Unfortunately for us Goldblum, for now at least, is only the Grandmaster of a fictional planet of chaos and indulgence. But what would he do if he was Grandmaster of ours?

“I would play music, which I like to do. I have a jazz gig every Wednesday in Los Angeles. Do you come to LA much?” he asks, seemingly unaware of Big Issue North budgets. “Well, if you come down there it’s at a place called Rockwell. I play the piano – I play jazz. I’m there every Wednesday if I’m not working. So yes, if I had my way, I’d offer music and encourage people in peaceful and respectful activity.”

Until then, we’ll just have to cheer ourselves up with Jeff Goldblum memes.

Getting hammered

In the God of Thunder’s new adventure Thor is imprisoned on the other side of the universe without his mighty hammer and finds himself in a race against time to get back to Asgard to stop Ragnarok – the destruction of his homeworld and the end of Asgardian civilisation at the hands of an all-powerful new threat, Hela. First he must survive the Grandmaster’s deadly gladiatorial contest that pits him against his former ally and fellow Avenger, the Incredible Hulk.

“There are a few physical changes with the character in this film,” says Chris Hemsworth, who plays the titular hero. “The first one is he loses his hair. He’s in a gladiator world where part of their processing is to chop the hair off, which happens off screen. And he turns up with his hair hacked off. It certainly gave me a different attitude. Different costumes, different weapons, a different cast of characters to work off give you a different energy. And so something as simple as having a different haircut can affect the way you move.

“Then he also loses his hammer. It’s destroyed by Hela. That forces him to question everything in existence and his own strength and his own history and past, and sends him again on a different journey. It was about stripping him back physically, but also emotionally, in order to rebuild him in some way or have him have to rediscover something. So that is a great way to break him down.”

Hela, the first lead female villain in the Marvel universe, is played by Cate Blanchett.

“I was trying to play cool but I was so excited because you don’t get offered these things very often,” she says about the part. “Then after doing a little bit of research, I realised that there hadn’t yet been a female villainess in one of the Marvel movies before. I felt the role could be really exciting.

“The best villains are always those that you kind of love but hate what they do. You sort of understand it. There’s a logic to it. They’re not just completely nuts. There’s an incredible, fantastic element to Hela but you still want there to be an outline of a person in there that people can grasp on to.”

Director Taika Waititi says: “I thought that the way that I would approach this film would be very different to the first two films. And Marvel was down for that. One of the things that also attracted me to the project was when Marvel told me that they wanted to really change the franchise. They wanted to take Thor in a new direction and put him into outer space with as little time on Earth as possible.
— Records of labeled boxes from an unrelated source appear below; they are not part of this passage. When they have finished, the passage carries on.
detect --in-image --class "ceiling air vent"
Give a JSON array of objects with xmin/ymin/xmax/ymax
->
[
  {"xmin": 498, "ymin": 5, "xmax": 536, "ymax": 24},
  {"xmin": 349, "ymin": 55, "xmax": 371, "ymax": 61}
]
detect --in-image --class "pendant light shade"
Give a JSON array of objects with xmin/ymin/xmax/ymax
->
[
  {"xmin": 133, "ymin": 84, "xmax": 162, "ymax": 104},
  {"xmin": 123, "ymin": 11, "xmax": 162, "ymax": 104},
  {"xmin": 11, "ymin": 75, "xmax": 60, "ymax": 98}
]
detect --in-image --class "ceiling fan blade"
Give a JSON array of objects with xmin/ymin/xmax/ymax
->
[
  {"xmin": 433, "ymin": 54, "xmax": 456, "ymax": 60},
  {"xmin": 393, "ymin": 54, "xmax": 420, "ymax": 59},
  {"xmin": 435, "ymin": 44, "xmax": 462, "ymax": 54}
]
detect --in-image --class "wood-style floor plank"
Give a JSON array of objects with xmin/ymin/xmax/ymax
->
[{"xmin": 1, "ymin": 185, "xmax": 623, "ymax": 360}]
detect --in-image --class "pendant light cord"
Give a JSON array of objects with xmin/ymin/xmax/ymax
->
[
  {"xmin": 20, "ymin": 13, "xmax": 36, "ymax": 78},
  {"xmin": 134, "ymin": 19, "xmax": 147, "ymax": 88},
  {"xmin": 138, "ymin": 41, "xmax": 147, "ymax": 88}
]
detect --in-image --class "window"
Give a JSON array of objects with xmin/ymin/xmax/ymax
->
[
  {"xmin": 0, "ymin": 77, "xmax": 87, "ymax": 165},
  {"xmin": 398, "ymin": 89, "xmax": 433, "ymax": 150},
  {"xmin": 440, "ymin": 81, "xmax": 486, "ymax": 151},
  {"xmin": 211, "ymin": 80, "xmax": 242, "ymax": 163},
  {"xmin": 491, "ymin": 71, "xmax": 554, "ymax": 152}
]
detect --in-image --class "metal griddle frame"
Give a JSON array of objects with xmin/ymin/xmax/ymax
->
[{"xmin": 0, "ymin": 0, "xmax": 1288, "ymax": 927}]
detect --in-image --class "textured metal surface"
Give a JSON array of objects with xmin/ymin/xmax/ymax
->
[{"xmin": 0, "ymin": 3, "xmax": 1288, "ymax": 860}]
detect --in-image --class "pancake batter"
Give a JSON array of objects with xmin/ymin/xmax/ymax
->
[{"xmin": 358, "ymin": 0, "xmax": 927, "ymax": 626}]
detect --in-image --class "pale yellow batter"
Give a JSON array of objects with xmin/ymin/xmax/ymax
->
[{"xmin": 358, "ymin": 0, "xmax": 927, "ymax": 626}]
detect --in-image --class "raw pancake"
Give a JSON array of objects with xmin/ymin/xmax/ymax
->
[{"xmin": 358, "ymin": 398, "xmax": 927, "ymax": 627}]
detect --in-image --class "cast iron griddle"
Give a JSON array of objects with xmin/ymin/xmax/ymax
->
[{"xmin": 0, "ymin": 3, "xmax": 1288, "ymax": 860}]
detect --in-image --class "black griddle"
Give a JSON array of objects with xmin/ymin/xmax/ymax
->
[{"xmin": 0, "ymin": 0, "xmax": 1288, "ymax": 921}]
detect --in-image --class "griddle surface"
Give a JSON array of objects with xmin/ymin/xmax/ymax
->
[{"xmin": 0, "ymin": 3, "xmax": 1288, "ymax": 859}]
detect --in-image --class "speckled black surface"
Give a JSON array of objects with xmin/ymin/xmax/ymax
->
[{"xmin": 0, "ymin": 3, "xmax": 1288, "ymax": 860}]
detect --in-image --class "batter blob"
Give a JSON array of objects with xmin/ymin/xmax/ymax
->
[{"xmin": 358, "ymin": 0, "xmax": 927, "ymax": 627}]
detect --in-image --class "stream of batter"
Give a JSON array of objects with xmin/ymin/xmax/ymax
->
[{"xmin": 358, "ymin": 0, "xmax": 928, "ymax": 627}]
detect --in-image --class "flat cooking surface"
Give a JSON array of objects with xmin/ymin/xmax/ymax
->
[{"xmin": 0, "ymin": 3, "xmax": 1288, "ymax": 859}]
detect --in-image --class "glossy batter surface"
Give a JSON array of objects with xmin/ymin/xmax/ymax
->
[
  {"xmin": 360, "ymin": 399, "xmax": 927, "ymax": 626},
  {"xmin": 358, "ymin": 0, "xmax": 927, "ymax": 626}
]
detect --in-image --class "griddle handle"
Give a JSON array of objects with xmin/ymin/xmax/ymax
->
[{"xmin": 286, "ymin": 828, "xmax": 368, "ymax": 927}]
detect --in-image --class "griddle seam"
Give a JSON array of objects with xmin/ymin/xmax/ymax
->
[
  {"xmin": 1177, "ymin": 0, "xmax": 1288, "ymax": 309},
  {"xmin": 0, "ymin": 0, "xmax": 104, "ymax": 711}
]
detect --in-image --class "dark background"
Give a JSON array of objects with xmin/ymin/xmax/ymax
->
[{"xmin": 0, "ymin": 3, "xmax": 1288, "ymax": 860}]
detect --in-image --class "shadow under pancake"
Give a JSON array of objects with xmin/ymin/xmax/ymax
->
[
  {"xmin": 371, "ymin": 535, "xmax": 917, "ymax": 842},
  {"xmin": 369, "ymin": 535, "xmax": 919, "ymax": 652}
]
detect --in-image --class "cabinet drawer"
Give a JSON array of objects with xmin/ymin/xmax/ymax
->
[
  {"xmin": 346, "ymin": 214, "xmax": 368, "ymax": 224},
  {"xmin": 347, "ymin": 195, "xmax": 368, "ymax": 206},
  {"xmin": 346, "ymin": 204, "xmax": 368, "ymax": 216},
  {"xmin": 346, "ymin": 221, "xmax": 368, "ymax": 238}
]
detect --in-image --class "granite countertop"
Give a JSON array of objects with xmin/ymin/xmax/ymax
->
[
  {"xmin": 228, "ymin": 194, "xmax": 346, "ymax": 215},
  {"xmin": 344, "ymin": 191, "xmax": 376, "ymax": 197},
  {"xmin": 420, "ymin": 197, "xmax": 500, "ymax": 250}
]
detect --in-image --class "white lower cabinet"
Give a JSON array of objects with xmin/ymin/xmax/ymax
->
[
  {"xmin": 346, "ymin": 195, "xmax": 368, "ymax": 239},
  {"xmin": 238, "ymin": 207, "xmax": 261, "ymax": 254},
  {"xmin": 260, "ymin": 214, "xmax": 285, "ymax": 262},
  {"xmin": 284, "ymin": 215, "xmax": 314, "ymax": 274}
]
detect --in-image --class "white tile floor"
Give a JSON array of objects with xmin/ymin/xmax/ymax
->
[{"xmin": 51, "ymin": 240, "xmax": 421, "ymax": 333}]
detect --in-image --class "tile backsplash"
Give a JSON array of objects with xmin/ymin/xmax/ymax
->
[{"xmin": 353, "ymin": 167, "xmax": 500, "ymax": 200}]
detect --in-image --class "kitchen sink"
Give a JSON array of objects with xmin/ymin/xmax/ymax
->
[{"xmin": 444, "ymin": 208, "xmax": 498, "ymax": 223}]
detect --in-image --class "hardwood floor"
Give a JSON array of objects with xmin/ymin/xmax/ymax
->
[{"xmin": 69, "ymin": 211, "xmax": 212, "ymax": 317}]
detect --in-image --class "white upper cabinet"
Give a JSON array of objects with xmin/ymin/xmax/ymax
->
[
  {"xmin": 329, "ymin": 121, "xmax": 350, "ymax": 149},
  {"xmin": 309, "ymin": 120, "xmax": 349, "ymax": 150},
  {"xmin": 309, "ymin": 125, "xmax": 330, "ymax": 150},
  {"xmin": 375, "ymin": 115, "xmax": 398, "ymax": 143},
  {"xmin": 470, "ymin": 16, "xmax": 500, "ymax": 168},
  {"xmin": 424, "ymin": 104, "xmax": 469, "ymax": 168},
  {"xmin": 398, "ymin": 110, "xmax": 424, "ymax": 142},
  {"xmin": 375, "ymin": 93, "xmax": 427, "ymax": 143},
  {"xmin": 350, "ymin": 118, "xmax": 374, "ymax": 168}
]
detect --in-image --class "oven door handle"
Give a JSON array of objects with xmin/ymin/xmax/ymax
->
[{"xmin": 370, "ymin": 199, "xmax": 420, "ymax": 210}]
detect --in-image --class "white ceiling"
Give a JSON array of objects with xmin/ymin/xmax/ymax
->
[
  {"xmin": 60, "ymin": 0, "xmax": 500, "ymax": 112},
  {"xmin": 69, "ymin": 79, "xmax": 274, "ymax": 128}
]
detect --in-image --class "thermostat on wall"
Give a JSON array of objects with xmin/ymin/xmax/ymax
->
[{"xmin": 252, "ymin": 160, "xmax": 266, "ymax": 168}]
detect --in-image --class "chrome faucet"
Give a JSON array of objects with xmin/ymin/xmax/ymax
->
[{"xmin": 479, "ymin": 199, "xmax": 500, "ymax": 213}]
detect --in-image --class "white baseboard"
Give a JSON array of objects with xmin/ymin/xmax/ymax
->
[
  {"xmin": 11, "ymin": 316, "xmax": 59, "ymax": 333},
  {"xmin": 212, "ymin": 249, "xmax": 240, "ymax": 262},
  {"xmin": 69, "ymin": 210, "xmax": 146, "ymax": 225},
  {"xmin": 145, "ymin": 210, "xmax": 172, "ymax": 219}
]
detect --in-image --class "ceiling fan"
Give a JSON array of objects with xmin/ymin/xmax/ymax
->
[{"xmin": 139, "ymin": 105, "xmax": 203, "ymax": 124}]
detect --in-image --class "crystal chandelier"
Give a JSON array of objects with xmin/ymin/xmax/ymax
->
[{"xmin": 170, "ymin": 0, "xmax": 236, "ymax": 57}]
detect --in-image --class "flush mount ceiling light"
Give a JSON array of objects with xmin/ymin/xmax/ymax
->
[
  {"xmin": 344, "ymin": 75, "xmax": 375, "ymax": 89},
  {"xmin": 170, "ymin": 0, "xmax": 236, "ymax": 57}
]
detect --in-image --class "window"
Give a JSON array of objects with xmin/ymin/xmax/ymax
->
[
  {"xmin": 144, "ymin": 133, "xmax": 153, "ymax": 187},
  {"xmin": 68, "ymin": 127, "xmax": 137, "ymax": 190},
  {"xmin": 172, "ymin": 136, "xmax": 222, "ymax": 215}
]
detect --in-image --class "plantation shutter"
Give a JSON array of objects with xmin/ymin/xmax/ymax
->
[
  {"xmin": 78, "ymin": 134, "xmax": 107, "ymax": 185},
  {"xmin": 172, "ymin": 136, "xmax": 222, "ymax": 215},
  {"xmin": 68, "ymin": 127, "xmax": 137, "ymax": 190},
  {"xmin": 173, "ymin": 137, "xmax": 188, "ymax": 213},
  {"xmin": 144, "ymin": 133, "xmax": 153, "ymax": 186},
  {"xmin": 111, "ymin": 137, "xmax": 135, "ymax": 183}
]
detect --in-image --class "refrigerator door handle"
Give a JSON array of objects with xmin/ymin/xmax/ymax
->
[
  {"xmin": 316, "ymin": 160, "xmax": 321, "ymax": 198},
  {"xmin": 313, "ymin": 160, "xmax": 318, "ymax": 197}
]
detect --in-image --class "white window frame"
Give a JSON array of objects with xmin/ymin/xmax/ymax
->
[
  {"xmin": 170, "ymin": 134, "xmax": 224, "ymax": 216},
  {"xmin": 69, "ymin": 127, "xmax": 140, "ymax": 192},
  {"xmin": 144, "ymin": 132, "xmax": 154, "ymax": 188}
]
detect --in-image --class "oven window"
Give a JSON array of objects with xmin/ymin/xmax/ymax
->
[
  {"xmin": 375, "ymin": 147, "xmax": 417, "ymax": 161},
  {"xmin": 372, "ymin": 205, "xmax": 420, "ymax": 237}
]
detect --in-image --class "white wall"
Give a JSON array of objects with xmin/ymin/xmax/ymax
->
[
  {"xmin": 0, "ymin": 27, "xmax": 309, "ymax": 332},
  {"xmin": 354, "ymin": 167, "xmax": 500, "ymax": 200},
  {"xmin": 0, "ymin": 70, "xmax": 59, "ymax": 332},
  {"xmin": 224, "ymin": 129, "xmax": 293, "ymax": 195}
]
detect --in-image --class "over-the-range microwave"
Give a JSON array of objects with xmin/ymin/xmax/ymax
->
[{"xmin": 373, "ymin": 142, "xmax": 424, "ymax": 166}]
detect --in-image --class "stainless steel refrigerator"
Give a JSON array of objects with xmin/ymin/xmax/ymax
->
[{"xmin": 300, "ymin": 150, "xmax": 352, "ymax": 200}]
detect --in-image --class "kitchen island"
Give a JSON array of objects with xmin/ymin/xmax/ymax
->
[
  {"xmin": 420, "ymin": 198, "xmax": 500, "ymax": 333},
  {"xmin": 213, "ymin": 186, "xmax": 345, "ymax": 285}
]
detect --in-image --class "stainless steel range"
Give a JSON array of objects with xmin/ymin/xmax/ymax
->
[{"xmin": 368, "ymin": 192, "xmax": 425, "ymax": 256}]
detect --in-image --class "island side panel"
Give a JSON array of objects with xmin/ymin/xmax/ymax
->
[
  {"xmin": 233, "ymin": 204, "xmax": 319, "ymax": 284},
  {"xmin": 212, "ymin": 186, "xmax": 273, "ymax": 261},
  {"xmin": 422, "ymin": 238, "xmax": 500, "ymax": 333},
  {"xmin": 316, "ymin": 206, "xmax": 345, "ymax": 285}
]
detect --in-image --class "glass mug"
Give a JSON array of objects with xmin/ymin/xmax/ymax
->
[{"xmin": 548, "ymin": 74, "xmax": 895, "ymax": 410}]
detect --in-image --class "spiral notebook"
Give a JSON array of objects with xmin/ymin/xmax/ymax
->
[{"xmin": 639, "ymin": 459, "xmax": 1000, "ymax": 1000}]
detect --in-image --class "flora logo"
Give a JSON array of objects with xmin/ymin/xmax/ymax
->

They wanted to make him fun and have an adventure.”

Waititi is known for casting himself in his own movies and in Thor, shot largely on Australia’s Gold Coast, he plays Korg the Kronan, who befriends Thor when he’s imprisoned. “When we were writing the story, I asked myself, who do I want to play?” says Waititi. “What kind of character have I not done yet? What would be fun?

“I like playing characters who provide a little texture and make it a bit more interesting to watch. I knew I had never played a guy who was made of rocks… That seemed like a character that I could play around with while getting to do some stuff with Chris Hemsworth. I was an actor before I was a filmmaker, so I still enjoy that part of it.”